Bab 15

1K 200 18
                                    

"Duduk aja. Gue yang pesen."

Oce mengangguk. Menatap sekelilingnya, mayoritas semua orang Oce kenal. Namun entah mereka sama kenalnya tidak dengan dirinya.

"Makan nasi dulu, baru gue bolehin makan mie." Tyan berujar sebelum pergi.

Oce terlihat berpikir sebentar. Kemudian mengangguk dengan semangat. Apalagi makanannya gratis lagi.
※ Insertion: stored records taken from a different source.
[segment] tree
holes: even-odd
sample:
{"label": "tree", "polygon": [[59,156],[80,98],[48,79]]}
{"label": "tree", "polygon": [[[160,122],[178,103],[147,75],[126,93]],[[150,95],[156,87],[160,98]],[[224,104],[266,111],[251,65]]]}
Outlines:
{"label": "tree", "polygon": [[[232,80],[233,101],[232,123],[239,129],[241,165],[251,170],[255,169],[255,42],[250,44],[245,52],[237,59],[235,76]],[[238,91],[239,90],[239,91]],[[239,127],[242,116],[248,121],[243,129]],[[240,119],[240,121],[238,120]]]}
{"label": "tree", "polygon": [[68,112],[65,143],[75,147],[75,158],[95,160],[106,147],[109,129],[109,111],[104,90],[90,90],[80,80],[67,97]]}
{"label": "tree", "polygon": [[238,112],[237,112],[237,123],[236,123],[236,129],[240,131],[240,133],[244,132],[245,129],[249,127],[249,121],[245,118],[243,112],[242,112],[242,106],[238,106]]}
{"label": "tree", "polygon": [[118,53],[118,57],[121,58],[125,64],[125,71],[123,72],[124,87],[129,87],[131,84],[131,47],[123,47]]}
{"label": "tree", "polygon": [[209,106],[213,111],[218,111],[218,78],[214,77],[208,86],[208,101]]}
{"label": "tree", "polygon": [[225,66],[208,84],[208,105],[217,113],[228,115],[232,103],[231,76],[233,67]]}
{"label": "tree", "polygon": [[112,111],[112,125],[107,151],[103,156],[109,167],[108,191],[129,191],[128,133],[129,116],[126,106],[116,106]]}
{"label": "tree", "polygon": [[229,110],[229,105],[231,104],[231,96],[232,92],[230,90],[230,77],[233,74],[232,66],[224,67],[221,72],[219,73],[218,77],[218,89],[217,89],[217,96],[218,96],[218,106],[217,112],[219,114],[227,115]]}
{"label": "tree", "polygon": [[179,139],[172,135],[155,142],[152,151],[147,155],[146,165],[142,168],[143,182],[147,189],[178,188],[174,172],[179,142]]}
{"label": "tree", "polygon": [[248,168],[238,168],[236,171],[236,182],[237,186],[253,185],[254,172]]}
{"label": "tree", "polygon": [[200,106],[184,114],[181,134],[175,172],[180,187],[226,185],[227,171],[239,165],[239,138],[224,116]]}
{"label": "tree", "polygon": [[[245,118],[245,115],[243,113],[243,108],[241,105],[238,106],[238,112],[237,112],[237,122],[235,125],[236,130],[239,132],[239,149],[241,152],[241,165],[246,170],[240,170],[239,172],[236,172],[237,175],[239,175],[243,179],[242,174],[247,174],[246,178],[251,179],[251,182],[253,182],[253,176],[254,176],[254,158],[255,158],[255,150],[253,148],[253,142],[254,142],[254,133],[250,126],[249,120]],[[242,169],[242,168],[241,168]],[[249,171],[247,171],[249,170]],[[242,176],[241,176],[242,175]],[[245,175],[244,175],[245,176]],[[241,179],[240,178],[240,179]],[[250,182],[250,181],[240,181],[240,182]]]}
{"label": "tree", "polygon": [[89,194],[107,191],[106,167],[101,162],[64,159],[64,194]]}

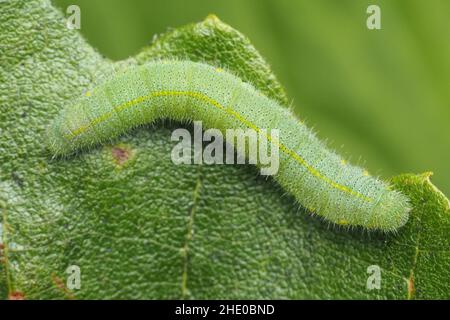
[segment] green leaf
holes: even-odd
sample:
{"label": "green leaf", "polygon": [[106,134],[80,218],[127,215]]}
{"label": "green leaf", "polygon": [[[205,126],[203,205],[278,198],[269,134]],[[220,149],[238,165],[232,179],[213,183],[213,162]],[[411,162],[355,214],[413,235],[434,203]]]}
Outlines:
{"label": "green leaf", "polygon": [[[177,123],[51,158],[45,129],[64,105],[151,59],[225,67],[286,103],[250,42],[217,18],[113,63],[49,1],[1,2],[0,12],[0,297],[450,298],[449,204],[429,174],[392,179],[414,210],[383,234],[310,216],[252,166],[173,165]],[[79,290],[66,286],[72,265]],[[379,290],[366,288],[371,265]]]}

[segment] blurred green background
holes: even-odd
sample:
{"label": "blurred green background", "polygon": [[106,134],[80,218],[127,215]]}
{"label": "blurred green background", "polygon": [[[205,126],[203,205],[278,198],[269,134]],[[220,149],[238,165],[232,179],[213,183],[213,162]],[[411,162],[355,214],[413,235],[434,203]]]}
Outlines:
{"label": "blurred green background", "polygon": [[[333,148],[387,178],[435,173],[450,195],[448,0],[55,0],[81,8],[81,32],[105,56],[214,13],[272,65],[296,113]],[[381,8],[382,30],[366,9]]]}

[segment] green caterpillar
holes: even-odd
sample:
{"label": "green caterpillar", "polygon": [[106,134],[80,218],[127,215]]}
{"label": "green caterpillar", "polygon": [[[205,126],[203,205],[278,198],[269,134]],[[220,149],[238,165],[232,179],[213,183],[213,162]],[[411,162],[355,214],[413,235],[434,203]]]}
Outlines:
{"label": "green caterpillar", "polygon": [[408,220],[406,196],[347,164],[252,85],[202,63],[158,61],[116,75],[62,110],[49,128],[50,149],[69,154],[161,118],[222,132],[278,129],[274,178],[301,205],[339,225],[393,231]]}

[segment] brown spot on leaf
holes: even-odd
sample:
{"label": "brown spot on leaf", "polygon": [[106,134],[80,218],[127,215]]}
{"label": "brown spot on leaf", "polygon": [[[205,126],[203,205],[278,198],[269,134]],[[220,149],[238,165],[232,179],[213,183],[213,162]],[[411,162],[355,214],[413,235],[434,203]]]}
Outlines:
{"label": "brown spot on leaf", "polygon": [[125,163],[133,158],[134,152],[127,145],[117,145],[111,149],[111,155],[114,159],[114,162],[119,167],[122,167]]}
{"label": "brown spot on leaf", "polygon": [[416,288],[414,287],[414,276],[411,275],[408,279],[408,299],[414,298]]}
{"label": "brown spot on leaf", "polygon": [[25,300],[25,295],[20,291],[13,291],[9,294],[8,300]]}
{"label": "brown spot on leaf", "polygon": [[73,293],[66,287],[66,284],[60,277],[58,277],[56,274],[52,274],[52,281],[59,290],[64,292],[67,298],[69,298],[70,300],[75,299]]}

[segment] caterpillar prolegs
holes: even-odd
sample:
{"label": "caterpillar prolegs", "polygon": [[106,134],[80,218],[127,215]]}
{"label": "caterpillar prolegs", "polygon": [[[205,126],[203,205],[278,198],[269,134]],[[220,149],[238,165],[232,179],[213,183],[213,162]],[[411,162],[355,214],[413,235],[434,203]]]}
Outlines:
{"label": "caterpillar prolegs", "polygon": [[274,179],[301,205],[339,225],[389,231],[408,220],[406,196],[347,164],[252,85],[202,63],[151,62],[112,77],[62,110],[49,128],[50,149],[69,154],[161,118],[200,120],[222,132],[278,129]]}

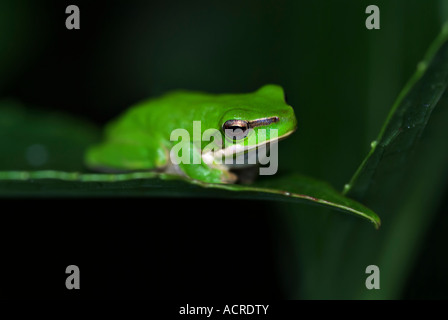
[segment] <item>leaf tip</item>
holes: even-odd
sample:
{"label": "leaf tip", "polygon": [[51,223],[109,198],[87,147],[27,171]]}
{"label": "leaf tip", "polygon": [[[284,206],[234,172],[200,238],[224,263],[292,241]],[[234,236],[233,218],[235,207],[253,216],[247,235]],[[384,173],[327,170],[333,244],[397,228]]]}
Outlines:
{"label": "leaf tip", "polygon": [[374,220],[372,220],[374,226],[375,226],[375,230],[379,230],[379,228],[381,227],[381,219],[376,216],[376,218]]}

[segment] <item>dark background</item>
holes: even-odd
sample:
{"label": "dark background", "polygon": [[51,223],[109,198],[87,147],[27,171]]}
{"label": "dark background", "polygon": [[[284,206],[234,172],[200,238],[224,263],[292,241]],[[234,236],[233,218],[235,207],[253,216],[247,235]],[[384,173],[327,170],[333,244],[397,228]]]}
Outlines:
{"label": "dark background", "polygon": [[[69,4],[80,8],[80,30],[65,28]],[[369,4],[381,9],[381,30],[365,28]],[[443,12],[442,1],[423,0],[2,1],[0,95],[103,125],[171,89],[278,83],[299,121],[280,146],[281,170],[340,189]],[[447,297],[448,203],[438,206],[399,298]],[[283,265],[297,247],[275,203],[20,199],[1,207],[3,298],[284,299],[290,283],[301,290],[301,261],[295,273]],[[70,264],[81,269],[78,292],[65,289]]]}

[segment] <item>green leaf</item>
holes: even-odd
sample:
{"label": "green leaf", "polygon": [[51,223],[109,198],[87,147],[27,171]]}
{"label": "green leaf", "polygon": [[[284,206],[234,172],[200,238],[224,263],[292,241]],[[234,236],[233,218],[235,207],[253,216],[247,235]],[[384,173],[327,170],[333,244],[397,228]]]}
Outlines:
{"label": "green leaf", "polygon": [[[358,215],[376,228],[380,225],[370,209],[342,196],[327,183],[298,174],[265,177],[253,185],[229,185],[155,172],[81,173],[83,152],[98,139],[98,130],[66,115],[31,113],[10,101],[0,106],[0,115],[0,147],[9,150],[3,153],[7,157],[0,158],[0,167],[25,169],[0,172],[0,197],[215,197],[303,202]],[[40,164],[43,169],[64,171],[30,171],[36,163],[28,163],[33,157],[28,154],[29,148],[36,145],[47,153],[48,161]],[[76,172],[67,172],[73,168]]]}
{"label": "green leaf", "polygon": [[62,171],[0,172],[0,196],[214,197],[303,202],[359,215],[376,228],[379,217],[330,185],[300,175],[254,185],[210,184],[155,172],[89,174]]}
{"label": "green leaf", "polygon": [[[448,24],[399,94],[371,150],[344,194],[363,199],[372,184],[403,171],[448,85]],[[437,53],[437,54],[436,54]],[[384,187],[382,184],[380,187]]]}
{"label": "green leaf", "polygon": [[[448,24],[399,94],[371,151],[344,190],[381,212],[380,232],[328,212],[330,222],[325,226],[311,215],[287,212],[287,226],[299,244],[296,261],[303,270],[295,290],[319,299],[400,297],[446,190],[447,86]],[[380,290],[365,287],[364,270],[371,264],[381,270]],[[292,294],[297,297],[297,292]]]}

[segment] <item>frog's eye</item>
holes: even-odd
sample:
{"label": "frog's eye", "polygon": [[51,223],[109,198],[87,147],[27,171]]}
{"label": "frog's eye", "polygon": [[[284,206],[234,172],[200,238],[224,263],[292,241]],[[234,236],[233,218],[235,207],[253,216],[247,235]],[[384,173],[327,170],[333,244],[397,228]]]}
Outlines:
{"label": "frog's eye", "polygon": [[222,129],[230,139],[241,140],[249,133],[249,124],[244,120],[227,120],[223,124]]}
"Nasi goreng aja, sama mie pedes ya?"

Oce tambah semangat. Pasalnya Tyan selalu melarangnya untuk makan mie pedas karena nanti hari selanjutnya pasti sakit perut.

Oce membuka ponselnya saat Tyan meninggalkannya untuk memesan makanan. Perempuan itu tidak tau saja jika bisikan para netizen telah berkumandang. Datang di setiap langkahmu dan mengganggu konsentrasimu.

Lama fokus pada ponselnya, Oce sampai tidak sadar saat datang dua orang perempuan dari arah seberangnya. Perempuan itu baru mengalihkan pandangan saat suara yang terasa familiar memanggilnya.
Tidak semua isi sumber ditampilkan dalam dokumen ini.